Victoria Finkle has a nice piece on history of bridal outfits:
Flip through a popular bridal magazine these days and you’ll find a sea of smiling women, twirling in white.
The white gown is synonymous with weddings, a custom that’s often assumed to be a nod to old-school values of purity and chastity, as embodied by the virginal bride. But in reality, the rise of the white dress is less a story of religious influence or puritanical mores than it is a tale of economics and marketing – one driven by a burgeoning garment industry that managed to harness the power of WWII propaganda and the marital boom that followed.
“The color of the twentieth-century gown itself was an invented tradition, meaning that it evolved into something seen as unchanging and timeless, though it was not always so,” writes Vicki Howard in her book, Brides, Inc. Though considered a historic and time-honored ritual, the white wedding is actually a somewhat modern phenomenon.
It usually takes the top celebrity to change fashions.

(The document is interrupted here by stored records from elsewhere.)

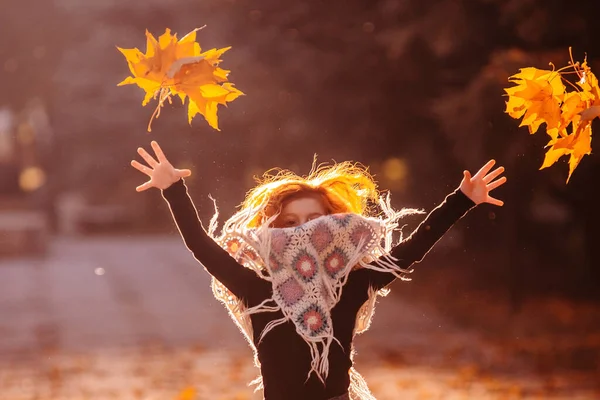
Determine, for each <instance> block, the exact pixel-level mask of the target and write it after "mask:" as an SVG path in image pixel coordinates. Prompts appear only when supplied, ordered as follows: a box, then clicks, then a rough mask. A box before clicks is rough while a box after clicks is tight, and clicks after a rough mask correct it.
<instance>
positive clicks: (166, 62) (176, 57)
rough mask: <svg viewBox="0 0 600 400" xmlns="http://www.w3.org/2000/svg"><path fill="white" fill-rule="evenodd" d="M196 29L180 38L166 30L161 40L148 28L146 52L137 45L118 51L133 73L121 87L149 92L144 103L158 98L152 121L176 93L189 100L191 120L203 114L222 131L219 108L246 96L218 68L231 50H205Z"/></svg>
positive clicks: (189, 122)
mask: <svg viewBox="0 0 600 400" xmlns="http://www.w3.org/2000/svg"><path fill="white" fill-rule="evenodd" d="M198 30H199V29H194V30H193V31H191V32H190V33H188V34H187V35H185V36H184V37H182V38H181V39H179V40H177V34H176V33H174V34H171V30H170V29H168V28H167V29H166V30H165V33H164V34H162V35H161V36H160V37H159V38H158V40H157V39H156V38H155V37H154V36H153V35H152V34H151V33H150V32H148V31H146V53H142V52H141V51H140V50H138V49H137V48H134V49H122V48H118V49H119V51H121V53H122V54H123V55H124V56H125V59H126V60H127V64H128V65H129V71H130V72H131V75H132V76H128V77H127V78H125V79H124V80H123V81H122V82H121V83H119V84H118V86H122V85H131V84H136V85H138V86H139V87H140V88H142V89H143V90H144V91H145V92H146V95H145V97H144V100H143V101H142V105H143V106H145V105H147V104H148V103H149V102H150V100H152V99H156V98H158V105H157V106H156V109H155V111H154V113H153V114H152V117H151V118H150V122H149V123H148V132H150V131H151V125H152V120H153V119H154V118H158V117H159V116H160V109H161V107H162V106H163V105H164V103H165V101H169V102H171V97H172V96H177V97H179V98H180V99H181V101H182V103H183V104H185V100H186V98H187V99H188V122H189V123H190V124H191V123H192V119H193V118H194V117H195V116H196V115H197V114H201V115H202V116H203V117H204V118H205V119H206V122H208V124H209V125H210V126H211V127H213V128H214V129H216V130H219V123H218V118H217V107H218V105H219V104H221V105H227V103H228V102H231V101H233V100H235V99H236V98H238V97H239V96H241V95H243V93H242V92H241V91H239V90H238V89H236V88H235V86H234V85H233V83H231V82H229V81H228V75H229V72H230V71H227V70H224V69H222V68H220V67H219V64H220V62H221V56H222V55H223V54H224V53H225V52H226V51H227V50H229V49H230V47H225V48H222V49H210V50H207V51H205V52H202V49H201V47H200V44H199V43H198V42H197V41H196V32H197V31H198Z"/></svg>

In this case who better than the Queen of England choosing white for her wedding in 1840:
For many women throughout history, a wedding dress wasn’t a once-worn garment in shimmering white, but simply the nicest item of clothing they had. In many cases, they’d wear it again for other formal occasions, some of them less celebratory in nature. “Most nineteenth-century brides were simply married in their best dress, which was often black (durable and appropriate for inevitable funerals),” writes Carol Wallace in her history of the ceremony, All Dressed in White.
For most of human history, those of lesser means were wise to avoid white – in addition to being expensive, white fabrics weren’t exactly easy to keep clean. Since wedding gowns were typically used on multiple occasions, this was a particularly important consideration. Women often made their own dresses at home, and any faulty stitches or imperfections would be more likely to stand out in white.

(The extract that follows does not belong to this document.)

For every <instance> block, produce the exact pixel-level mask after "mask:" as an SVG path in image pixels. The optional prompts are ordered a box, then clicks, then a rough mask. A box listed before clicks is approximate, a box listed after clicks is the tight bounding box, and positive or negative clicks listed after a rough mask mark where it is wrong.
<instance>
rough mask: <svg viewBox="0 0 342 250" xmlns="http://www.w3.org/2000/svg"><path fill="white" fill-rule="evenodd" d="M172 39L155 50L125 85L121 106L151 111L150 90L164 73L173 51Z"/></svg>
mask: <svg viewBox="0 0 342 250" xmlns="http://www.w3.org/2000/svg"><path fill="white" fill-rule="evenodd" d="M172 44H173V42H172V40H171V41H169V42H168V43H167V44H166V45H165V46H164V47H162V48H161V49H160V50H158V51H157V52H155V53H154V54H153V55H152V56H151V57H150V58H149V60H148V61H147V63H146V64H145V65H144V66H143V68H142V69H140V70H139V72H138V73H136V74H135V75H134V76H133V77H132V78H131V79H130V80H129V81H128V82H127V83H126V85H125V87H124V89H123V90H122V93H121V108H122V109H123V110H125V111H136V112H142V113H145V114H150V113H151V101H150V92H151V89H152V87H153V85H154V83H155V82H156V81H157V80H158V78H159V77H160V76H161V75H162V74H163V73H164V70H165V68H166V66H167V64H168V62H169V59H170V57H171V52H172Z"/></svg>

Still, there’s evidence of royalty sporting the color dating back to the Middle Ages.
Princess Philippa of England reportedly donned white satin trimmed with ermine (a type of weasel) for her 1406 wedding to a Danish prince, likely the first documented case of a princess in white on the big day.
The color gained a significant PR boost when Queen Victoria of England chose a white satin and lace gown for her marriage to Prince Albert in 1840. As the most public royal wedding to date, news of the event, including engravings of the queen, quickly made the rounds. A trend had begun to take root, although it would be another hundred years before the style would be widely available to middle class women at an affordable price.
World War II is when middle class started donning white which became the choice forever:
It took a world war to turn the wealthy’s obsession with chaste, white dresses into an institution that crossed class lines. The early 1940s proved to be a time of sacrifice and scarcity with the onset of World War II. Rations imposed limits on a host of goods, including silk, a popular wedding dress material for those who could afford it.
The military began using silk to build parachutes, although in an endearing twist, there are a number of recorded tales of women crafting wedding dresses out of the parachutes carried by their betrothed.
While marriages themselves were sometimes postponed or pared down during the war, the ritualistic significance of the white wedding was on the rise.
Though women were encouraged to enter the workforce to fill the jobs left vacant by men at war, they were also held up as symbols of what the country’s soldiers were fighting to protect—and what they would come home to when the battles ended.
Government propagandists initiated the effort to motivate Americans by describing the war as a fight for marriage and family, but manufacturers and retailers quickly picked up on the trend. One government-sponsored radio broadcast from 1942 emphasized that the war was “about love and gettin’ hitched, and havin’ a home and some kids, and breathin’ fresh air out in the suburbs.” Meanwhile, Eureka, the vacuum company, writes Katherine Jellison in It’s Our Day, sold women on the idea that “you’re fighting for a little house of your own, and a husband to meet every night at the door.” Even soap manufacturers capitalized on the zeitgeist.